Let $R$ be a domain that is not a field, and let $M$ be an $R$-module that is both injective and projective. Prove that $M= \left \{ 0 \right \}$.

This is exercise 7.52 of Rotman's Advanced Modern Algebra. Using theorems before exercises, because $M$ is injective and $R$ is a domain, I conclude that $$\forall m\in M ,\forall r\in R\ (r\neq 0) ,\exists {m}'\in M \Rightarrow m=r{m}'$$ and also because $M$ is projective there is a surjective $\psi$ from free $R$-module $F$ with basis $\left \{ e_{i} \right \}_{i\in I}$ to $M$ and thus we can conclude that for every $m\in M$ we have $$m=\sum r_{i}\Psi (e_{i})$$ now I don't know how should I use these together.

The idea of what is happening or a suggestion or a hint will be great.

Answer 1

As you remarked, injective modules are divisible, that is, $rM=M$ for all $r\in R$, $r\ne 0$.

The key step is to show that every non-zero homomorphism $f:M\to R$ is surjective. Let $x\in M$ such that $f(x)\ne 0$. Set $r=f(x)$. Since $rM=M$ there exists $y\in M$ such that $ry=x$. Then $rf(y)=r$, so $f(y)=1$, and this is enough.

Now use that $M$ is projective: there exists $F$ a free module of base $(e_i)_{i\in I}$ such that $0\to M\to F$. Consider $p_i:F\to Re_i\cong R$ the canonical projection. If $M\ne 0$ there is an $i\in I$ such that $p_i(M)\ne 0$, so the homomorphism $M\to F\stackrel{p_i}\to R\stackrel{r\cdot}\to R$ is non-zero for each $r\in R$, $r\ne 0$. This homomorphism must be surjective, so $1=rp_i(z)$ for some $z\in M$, and this shows that $R$ is a field, a contradiction.

Answer 2

The result is equivalent to a seemingly stronger result:

Proposition. Let $R$ be a domain, $F$ a free $R$-module. If $F$ has a nontrivial injective submodule, then $R$ is a field.

To see that this is equivalent to the result in the question, note that for an injective submodule $M\subset F$ we have a SES $$ 0 \rightarrow M\xrightarrow i F\rightarrow F/M\rightarrow 0, $$ which must split since $M$ is injective.
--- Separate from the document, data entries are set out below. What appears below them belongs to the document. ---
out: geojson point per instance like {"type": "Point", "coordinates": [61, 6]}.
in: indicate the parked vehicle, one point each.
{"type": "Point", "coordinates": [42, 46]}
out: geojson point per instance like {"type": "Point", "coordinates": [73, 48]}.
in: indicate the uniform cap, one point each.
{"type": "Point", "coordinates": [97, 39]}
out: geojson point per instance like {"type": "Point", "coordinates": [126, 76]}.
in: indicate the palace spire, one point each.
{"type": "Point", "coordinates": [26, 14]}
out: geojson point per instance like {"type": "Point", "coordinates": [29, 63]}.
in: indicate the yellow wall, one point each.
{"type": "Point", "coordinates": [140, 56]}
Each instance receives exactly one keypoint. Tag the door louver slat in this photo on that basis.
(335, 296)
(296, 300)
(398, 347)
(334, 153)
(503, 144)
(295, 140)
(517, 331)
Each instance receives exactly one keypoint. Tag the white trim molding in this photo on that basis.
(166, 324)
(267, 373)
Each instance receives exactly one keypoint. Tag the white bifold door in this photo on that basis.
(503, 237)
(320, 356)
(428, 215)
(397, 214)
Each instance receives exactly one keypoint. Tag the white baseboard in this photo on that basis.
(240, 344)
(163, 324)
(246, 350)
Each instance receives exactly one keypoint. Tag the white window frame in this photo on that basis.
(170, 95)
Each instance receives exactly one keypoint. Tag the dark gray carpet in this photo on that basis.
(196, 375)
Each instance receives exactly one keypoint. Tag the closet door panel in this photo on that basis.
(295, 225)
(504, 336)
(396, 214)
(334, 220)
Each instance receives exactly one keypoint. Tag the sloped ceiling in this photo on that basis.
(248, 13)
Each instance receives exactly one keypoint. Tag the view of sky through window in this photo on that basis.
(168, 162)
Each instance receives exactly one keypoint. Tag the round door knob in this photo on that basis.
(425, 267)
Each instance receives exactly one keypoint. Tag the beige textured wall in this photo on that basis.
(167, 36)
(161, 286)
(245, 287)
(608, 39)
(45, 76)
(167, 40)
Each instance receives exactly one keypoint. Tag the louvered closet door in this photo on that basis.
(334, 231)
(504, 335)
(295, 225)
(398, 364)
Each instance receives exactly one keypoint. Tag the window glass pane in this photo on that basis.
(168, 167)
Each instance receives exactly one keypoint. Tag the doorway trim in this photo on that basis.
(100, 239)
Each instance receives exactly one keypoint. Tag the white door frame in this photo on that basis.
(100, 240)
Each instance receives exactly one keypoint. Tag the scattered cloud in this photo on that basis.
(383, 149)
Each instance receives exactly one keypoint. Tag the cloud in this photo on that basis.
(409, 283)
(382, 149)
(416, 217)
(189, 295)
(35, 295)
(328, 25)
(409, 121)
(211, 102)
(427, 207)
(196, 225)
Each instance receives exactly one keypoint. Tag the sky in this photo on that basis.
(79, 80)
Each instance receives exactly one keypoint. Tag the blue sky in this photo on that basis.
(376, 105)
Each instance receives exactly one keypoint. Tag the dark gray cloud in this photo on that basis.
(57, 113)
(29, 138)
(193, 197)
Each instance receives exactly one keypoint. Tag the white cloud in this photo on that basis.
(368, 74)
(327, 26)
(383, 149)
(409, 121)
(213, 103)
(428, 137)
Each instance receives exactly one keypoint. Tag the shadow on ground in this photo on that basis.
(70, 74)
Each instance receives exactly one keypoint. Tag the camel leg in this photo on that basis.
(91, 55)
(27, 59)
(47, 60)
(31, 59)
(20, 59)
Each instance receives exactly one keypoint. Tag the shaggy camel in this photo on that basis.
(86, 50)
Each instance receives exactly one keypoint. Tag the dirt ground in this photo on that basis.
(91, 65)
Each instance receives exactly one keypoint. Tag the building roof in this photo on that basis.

Hence $F\cong M\oplus F/M$, so $M$ is projective.

Here is an element-oriented proof of the proposition:

Proof. Let $\mathcal X$ be a basis for $F$. For a nonzero element $m\in M$, write $$ m = a_1x_1+\dots +a_nx_n $$ where $a_i \in R$ and $x_i\in\mathcal X$ ($i=1,\dots ,n$). We may assume that $a_1\neq 0$. We can find $m'\in M$ with $a_1m' = m$. Writing $$ m' = b_1 x_1+\dots +b_nx_n $$ where $b_i\in R$ ($i=1,\dots ,n$), we see that $a_1m'=m$ implies $b_1 = 1$.

For arbitrary $a\in R\setminus 0$, we must have $m''\in M$ with $am'' = m'$. Writing $$ m'' = c_1x_1 + \dots + c_nx_n, $$ we see that $ac_1 = 1$. Hence $a$ is a unit. QED.